Planting a community garden in Chino Hills is an idea that could take root if enough residents want one.

Bill Taylor, chairman of the parks and recreation commission, placed the matter on Wednesday’s agenda and received input from five residents who supported the idea.

Ricky Roras, who has lived in Chino Hills for 27 years, said a garden can provide a gathering place to know your neighbors and encourage healthy lifestyles. 

Partnerships can be formed with the school district, senior groups, and universities to provide instructional programs.

Angela Romero, who serves on the Healthy Hills Committee, suggested the grassy area near the Community Center on Peyton Drive as a potential location. She said gardens can provide stress relief for men and a place to hang out. 

Norma Corletto said her neighbor suggested a small garden in each neighborhood instead of one larger garden. She said Boy Scout troops can be asked to build raised beds. 

Community services director Jonathan Marshall said there are a number of ways to operate a garden and he has seen successes and failures depending on the rules that are put into place. 
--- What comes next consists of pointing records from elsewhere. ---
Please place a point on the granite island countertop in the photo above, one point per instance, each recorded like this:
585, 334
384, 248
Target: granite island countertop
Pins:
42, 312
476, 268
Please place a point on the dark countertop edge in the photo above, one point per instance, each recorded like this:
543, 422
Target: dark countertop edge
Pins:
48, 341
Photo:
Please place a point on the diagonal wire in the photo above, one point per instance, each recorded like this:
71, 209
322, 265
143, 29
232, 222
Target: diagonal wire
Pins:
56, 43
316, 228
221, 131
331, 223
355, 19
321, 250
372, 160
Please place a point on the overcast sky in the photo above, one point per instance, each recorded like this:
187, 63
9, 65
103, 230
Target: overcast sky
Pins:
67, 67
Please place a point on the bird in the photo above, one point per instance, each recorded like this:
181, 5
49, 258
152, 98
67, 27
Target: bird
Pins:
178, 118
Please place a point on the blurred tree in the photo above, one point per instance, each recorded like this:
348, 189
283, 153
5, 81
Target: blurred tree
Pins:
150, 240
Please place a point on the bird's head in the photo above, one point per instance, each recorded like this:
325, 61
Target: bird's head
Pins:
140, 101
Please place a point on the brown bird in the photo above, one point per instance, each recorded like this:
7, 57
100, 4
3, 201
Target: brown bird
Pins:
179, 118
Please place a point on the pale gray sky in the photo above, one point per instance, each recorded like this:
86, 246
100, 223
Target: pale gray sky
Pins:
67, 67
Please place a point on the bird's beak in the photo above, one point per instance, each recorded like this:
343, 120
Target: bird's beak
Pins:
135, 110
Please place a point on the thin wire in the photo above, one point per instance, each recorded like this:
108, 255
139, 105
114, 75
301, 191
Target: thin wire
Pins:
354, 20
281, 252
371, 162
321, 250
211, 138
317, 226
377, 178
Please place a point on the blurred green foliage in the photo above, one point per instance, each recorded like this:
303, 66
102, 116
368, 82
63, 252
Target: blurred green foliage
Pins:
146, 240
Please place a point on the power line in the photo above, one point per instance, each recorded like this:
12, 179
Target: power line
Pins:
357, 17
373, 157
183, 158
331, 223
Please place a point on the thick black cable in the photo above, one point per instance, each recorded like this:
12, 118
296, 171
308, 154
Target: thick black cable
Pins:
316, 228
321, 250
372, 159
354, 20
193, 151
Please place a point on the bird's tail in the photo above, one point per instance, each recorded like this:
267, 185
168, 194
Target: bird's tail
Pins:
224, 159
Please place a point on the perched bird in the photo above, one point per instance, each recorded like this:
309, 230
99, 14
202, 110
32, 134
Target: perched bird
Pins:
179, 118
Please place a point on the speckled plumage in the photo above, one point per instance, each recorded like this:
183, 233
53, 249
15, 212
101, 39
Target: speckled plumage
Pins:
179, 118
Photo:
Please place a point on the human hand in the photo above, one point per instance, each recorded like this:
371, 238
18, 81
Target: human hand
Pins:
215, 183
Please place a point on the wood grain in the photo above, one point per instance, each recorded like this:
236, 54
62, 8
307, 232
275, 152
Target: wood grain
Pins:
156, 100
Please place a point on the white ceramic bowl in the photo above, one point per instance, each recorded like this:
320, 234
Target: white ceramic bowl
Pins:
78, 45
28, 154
He said residents are expressing interest in a variety of recreational programs including pickleball, a splash pad, gymnasiums, and aquatics. 

He said residents who want a community garden should fill out a survey that is being held in conjunction with the update of the parks, recreation and open space master plan on the city’s website.

Commissioner Greg Higgins agreed. 

“I personally have an interest in a community garden,” he said. “I would encourage anybody who has an interest to submit their comments because that is what I will listen to in terms of programs and facilities.”

Commissioner Pat Hamamoto said there are young people out there who don’t know that grapes grow on vines and lettuce grows out of the ground. 

He encouraged residents to fill out the survey and bring the community garden to the top of the list.